Note: The Fed was expected to hike near-term interest rates, especially after last Friday's strong jobs report.

Roach: Fed Should Move Aggressively to Normalize Rates

Bloomberg.com video above published Dec 11, 2017: Stephen Roach, senior fellow at Yale University, discusses debt levels in Asia, including China, and his outlook for interest rate hikes from the Fed. He speaks on "Bloomberg Daybreak: Asia."

President Trump's nominee, Jerome Powell, will take over as Chair of the Board of Governors of the Federal Reserve System at the end of Janet Yellen's term, subject to confirmation by vote of the full U.S. Senate.
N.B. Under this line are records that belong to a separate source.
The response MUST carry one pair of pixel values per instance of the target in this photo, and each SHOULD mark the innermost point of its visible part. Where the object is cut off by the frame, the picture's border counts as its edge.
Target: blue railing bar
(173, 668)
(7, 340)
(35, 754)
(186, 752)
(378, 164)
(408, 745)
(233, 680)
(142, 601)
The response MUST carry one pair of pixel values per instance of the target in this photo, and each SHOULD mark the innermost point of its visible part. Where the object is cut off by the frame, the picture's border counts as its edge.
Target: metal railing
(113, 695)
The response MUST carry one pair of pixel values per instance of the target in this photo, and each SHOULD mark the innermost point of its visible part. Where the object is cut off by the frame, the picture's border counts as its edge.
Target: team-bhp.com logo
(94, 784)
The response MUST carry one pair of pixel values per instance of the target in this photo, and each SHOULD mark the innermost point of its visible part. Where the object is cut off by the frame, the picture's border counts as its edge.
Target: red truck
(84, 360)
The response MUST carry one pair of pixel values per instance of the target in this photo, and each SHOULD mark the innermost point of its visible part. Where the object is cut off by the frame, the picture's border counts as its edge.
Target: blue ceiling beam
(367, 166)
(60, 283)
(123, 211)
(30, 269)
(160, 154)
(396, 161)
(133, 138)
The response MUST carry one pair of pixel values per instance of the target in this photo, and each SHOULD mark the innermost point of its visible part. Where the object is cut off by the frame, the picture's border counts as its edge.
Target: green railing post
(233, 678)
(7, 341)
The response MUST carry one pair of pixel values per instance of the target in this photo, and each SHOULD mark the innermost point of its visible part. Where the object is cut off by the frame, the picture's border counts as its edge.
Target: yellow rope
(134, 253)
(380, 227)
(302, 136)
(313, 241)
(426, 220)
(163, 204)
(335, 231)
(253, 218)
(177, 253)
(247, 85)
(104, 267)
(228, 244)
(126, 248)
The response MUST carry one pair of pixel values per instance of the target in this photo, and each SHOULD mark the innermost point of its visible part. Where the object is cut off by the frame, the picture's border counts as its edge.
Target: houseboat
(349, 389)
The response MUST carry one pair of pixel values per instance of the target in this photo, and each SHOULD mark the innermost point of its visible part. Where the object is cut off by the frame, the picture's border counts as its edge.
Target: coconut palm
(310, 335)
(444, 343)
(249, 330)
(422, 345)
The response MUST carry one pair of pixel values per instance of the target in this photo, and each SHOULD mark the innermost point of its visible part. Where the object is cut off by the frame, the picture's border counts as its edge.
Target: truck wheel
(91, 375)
On December 5, 2017, the Senate Banking Committee approved Powell's nomination to be Fed Chair in a 22-1 vote, with Senator Elizabeth Warren casting the lone dissenting vote, and therefore his nomination is expected to be confirmed before the next meeting of the FOMC.

See also:
Fed Policy, Interest Rates and the FOMC:
"The term "monetary policy" refers to the actions undertaken by a central bank, such as the Federal Reserve, to influence the availability and cost of money and credit to help promote national economic goals. The Federal Reserve Act of 1913 gave the Federal Reserve responsibility for setting monetary policy.
"The Federal Reserve controls the three tools of monetary policy--open market operations, the discount rate, and reserve requirements. The Board of Governors of the Federal Reserve System is responsible for the discount rate and reserve requirements, and the Federal Open Market Committee is responsible for open market operations. Using the three tools, the Federal Reserve influences the demand for, and supply of, balances that depository institutions hold at Federal Reserve Banks and in this way alters the federal funds rate. The federal funds rate is the interest rate at which depository institutions lend balances at the Federal Reserve to other depository institutions overnight.
"Changes in the federal funds rate trigger a chain of events that affect other short-term interest rates, foreign exchange rates, long-term interest rates, the amount of money and credit, and, ultimately, a range of economic variables, including employment, output, and prices of goods and services."--source: federalreserve.gov.